Sen. Baucus’ white paper on health care proposes a solution: let them buy into Medicare early. Sounds good, in theory. After all, Medicare is proven coverage, they’ll be entering it soon enough anyway, let them pay a premium and get care early if they have no other option. Here’s problem number one: without subsidies, this is a prohibitively expensive solution for most people. The Congressional Budget Office scored this proposal and, to be budget-neutral (not cost Medicare anymore), the premium would have to be $7,600 for a plan with dependents. It’s hard to see that $633 out of pocket each month counts as “affordable.” If we don’t want participants to pay full premiums, we have to raise more money for the full cost of Medicare or for subsidies, and there’s nothing in Baucus’ plan to do that. Number two: how is this in any way an easier political fight?
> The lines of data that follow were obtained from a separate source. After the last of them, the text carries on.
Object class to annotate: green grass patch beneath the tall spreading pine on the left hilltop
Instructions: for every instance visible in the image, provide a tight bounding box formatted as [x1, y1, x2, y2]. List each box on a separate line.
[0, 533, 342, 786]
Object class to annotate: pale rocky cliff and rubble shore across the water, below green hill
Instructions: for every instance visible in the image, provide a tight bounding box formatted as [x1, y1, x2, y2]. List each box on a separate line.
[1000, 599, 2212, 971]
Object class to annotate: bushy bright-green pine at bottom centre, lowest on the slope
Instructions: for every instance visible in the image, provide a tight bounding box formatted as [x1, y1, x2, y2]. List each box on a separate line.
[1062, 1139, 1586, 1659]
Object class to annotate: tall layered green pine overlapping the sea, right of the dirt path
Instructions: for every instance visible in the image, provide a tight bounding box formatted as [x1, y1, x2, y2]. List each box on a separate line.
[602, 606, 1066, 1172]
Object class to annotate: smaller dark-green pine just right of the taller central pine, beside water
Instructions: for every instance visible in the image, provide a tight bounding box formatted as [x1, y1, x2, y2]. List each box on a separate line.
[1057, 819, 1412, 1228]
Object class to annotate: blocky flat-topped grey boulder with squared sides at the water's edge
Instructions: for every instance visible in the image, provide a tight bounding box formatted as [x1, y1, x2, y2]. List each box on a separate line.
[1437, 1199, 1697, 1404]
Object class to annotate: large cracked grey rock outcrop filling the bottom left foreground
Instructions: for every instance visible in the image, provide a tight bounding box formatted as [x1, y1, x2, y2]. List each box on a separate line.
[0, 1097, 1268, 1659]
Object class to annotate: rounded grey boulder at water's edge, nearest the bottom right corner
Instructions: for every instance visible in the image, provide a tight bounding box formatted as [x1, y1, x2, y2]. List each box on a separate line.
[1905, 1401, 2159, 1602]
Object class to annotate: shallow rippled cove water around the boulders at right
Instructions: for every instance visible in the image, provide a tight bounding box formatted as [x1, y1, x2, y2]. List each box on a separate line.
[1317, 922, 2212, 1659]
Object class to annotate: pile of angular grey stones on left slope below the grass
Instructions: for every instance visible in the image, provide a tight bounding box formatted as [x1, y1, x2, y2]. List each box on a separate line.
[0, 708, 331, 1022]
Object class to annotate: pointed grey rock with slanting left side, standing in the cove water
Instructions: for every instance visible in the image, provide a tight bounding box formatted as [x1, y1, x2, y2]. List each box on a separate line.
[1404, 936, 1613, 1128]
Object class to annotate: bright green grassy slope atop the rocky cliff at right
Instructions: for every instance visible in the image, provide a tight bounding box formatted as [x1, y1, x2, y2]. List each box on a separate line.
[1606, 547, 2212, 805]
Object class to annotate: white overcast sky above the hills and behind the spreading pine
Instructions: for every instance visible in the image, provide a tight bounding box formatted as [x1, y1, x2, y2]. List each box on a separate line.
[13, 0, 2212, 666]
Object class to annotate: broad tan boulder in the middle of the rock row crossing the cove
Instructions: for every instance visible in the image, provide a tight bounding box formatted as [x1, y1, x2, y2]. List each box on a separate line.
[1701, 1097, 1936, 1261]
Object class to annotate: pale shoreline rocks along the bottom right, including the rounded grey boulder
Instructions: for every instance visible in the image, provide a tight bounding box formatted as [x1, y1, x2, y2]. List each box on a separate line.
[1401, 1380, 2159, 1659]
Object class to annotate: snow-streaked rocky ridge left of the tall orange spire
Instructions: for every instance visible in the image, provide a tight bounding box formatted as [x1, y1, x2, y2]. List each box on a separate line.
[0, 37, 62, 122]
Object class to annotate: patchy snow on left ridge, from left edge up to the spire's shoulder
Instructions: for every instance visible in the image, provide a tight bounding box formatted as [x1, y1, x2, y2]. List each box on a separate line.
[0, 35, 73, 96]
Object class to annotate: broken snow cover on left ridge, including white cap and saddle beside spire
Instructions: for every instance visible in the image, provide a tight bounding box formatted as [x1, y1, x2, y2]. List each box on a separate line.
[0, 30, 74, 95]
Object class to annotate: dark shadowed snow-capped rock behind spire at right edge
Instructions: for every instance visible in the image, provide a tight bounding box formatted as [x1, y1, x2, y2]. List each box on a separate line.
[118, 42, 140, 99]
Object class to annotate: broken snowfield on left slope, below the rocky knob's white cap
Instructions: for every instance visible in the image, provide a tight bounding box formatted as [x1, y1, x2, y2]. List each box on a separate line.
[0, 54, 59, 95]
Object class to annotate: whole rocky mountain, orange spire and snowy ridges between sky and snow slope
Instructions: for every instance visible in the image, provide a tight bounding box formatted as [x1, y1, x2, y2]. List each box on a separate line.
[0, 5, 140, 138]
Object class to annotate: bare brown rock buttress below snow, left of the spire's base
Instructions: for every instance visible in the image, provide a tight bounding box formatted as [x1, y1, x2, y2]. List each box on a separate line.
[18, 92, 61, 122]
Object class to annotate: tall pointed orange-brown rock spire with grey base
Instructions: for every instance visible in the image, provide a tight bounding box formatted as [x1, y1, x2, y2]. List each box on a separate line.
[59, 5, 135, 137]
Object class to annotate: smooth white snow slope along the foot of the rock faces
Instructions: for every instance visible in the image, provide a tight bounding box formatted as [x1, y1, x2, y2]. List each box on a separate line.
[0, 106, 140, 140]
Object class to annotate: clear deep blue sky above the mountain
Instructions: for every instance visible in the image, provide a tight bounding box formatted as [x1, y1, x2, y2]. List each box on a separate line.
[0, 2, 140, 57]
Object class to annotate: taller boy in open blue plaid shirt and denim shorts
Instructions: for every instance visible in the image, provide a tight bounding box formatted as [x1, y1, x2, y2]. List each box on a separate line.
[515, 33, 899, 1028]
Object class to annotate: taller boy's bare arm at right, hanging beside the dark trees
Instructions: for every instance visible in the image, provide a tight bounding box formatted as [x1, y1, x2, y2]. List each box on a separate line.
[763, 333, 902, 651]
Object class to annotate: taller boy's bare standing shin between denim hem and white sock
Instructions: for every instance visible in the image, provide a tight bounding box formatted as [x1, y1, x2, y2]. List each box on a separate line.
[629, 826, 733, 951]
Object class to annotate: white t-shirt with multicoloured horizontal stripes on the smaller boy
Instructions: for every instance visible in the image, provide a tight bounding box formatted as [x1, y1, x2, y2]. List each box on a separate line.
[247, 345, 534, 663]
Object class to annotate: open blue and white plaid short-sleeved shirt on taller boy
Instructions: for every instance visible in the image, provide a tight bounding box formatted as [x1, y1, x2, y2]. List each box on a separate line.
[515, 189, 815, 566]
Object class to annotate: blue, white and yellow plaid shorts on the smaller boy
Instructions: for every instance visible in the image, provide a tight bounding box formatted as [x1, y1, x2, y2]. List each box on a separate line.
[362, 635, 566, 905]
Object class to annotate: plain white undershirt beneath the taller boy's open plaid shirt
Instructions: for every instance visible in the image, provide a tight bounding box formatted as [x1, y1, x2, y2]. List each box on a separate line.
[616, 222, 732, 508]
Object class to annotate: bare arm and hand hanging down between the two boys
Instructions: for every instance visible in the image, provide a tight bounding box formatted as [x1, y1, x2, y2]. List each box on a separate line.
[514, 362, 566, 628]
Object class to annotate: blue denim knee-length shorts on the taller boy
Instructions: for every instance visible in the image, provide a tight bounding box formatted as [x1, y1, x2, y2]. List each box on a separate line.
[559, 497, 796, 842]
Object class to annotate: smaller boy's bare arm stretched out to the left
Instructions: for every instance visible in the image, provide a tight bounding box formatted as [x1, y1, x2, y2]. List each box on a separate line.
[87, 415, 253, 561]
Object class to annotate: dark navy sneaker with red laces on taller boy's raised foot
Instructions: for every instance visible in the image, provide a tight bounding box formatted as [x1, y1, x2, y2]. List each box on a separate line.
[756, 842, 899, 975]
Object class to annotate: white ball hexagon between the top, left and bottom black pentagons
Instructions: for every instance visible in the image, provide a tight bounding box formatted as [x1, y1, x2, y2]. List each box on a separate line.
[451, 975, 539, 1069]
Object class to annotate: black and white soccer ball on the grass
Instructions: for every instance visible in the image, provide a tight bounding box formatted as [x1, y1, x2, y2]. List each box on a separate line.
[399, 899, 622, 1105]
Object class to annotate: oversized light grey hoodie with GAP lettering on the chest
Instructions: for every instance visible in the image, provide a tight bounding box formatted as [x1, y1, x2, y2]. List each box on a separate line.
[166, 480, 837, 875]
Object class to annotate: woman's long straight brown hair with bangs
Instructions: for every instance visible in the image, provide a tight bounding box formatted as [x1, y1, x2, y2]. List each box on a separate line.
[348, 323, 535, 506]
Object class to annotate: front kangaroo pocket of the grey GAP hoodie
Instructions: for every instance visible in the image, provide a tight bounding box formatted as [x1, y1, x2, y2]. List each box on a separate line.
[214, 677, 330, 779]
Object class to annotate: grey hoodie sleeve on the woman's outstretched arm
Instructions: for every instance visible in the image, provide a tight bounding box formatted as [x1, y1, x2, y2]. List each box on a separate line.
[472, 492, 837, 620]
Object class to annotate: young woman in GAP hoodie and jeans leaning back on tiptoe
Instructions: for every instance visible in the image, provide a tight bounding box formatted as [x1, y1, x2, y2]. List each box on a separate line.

Any expansion of public coverage programs engenders the same response, whether it’s SCHIP, HR 676, Pete Stark’s Americare, or the public plan (“Plan USA”): government is “crowding out” private insurance, in that not only would early Medicare cover the uninsured, but those who just barely could afford private insurance (I think of that more as an insurance push than a government pull, but you’ve heard the arguments); you’d hear renewed bellyaching on Medicare provider rates; you’d hear all about bureaucrats disrupting the doctor-patient relationship – as always, a bogus point given that current Medicare patients don’t feel anywhere near as restricted as those in private insurance, where a corporate bureaucrat disrupts the doctor-patient relationship all the time. Finally, as we learned yesterday, Karen Ignagni and the folks from AHIP will argue that a public expansion of Medicare won’t be necessary if there’s community rating and guaranteed issue (no pre-existing conditions) combined with government subsidies. In this case, they’re could right – guaranteed issue with subsidies may well be a better deal than full-price early Medicare.
To be clear, Baucus’ plan would only allow Medicare buy-in as a stop-gap measure while setting up the infrastructure for the rest of his plan. But if we’re going to have the fight, I’d rather have the sturm and drang be to the benefit of the uninsured from 0-65, and not just 55-64.